Acordava de segunda a sexta-feira, impreterivelmente, às seis da matina. Tomava o pequeno almoço, que invariavelmente, era a metade que restara do hambúrguer da noite passada, alimentava os seus dois companheiros felinos e saía de casa a correr para apanhar o transporte público que a levaria para o campus da universidade.
Fizesse chuva ou sol a rotina semanal era a mesma: todas as manhãs ela enfiava-se no autocarro que levava dezenas de pessoas, apertadas como sardinhas, rumo ao campus.
O transporte sempre tinha espaço para mais um, ainda que os passageiros, quase sentados uns sobre os outros, reclamassem forte e feio com o condutor a falta de condições dignas.
Era costume aqueles que estavam sentados segurarem nas mochilas e pertences dos que estavam em pé num jogo onde o equilíbrio e a honestidade eram sempre vencedores.
Nada a satisfazia mais que olhar através da janela e espreitar respeitosamente a luz matinal banhar as lápides do Cemitério Santa Rita, tingindo a paisagem de verde e dourado, emprestando alguma glória à Morte e aos mortos de ali repousavam.
Muitas vezes imaginava-se a ler um livro deitada sobre uma das campas, a embalar com as histórias desse mundo aquele que dormia no além.
Ela gostava do que fazia, sempre lhe agradara perceber o funcionamento da vida, ainda que não fosse exatamente aquilo que estava destinada a concluir.
Tinha predileção pelo professor “JF”, que ministrava as aulas das disciplinas de botânica e tentava a todo o custo “educar” os seus alunos.
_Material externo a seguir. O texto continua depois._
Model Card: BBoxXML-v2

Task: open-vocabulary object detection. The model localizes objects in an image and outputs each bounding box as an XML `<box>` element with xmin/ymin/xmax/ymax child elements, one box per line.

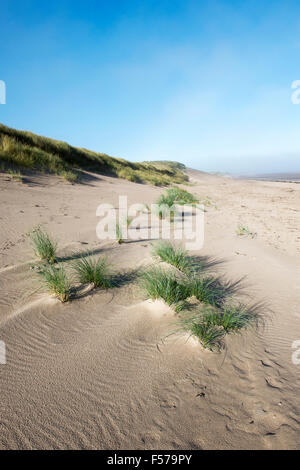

Ouvia-se do laboratório ao fundo do corredor situado no piso 0:
- Sete e meia é sete e meia, não é sete e trinta e um! E fechava a porta aos atrasados reservando a eles a lição da pontualidade. Noutras vezes ele exclamava aos discentes que espreitavam pela minúscula janela dos microscópios:
-Não são bolinhas! São ESFERAS!
E quando descontados pelos erros de português nas provas era a batalha final, sempre ganha por ele, claramente.
- Como podeis ser bons profissionais se não souberdes escrever a própria língua?!
Muitas lições deixara o professor JF, mas a maior de todas foi o valor de ser correto e de fazer o que quer que fosse com dedicação e empenho.
Às vezes as lições mais valiosas são as mais difíceis de compreender.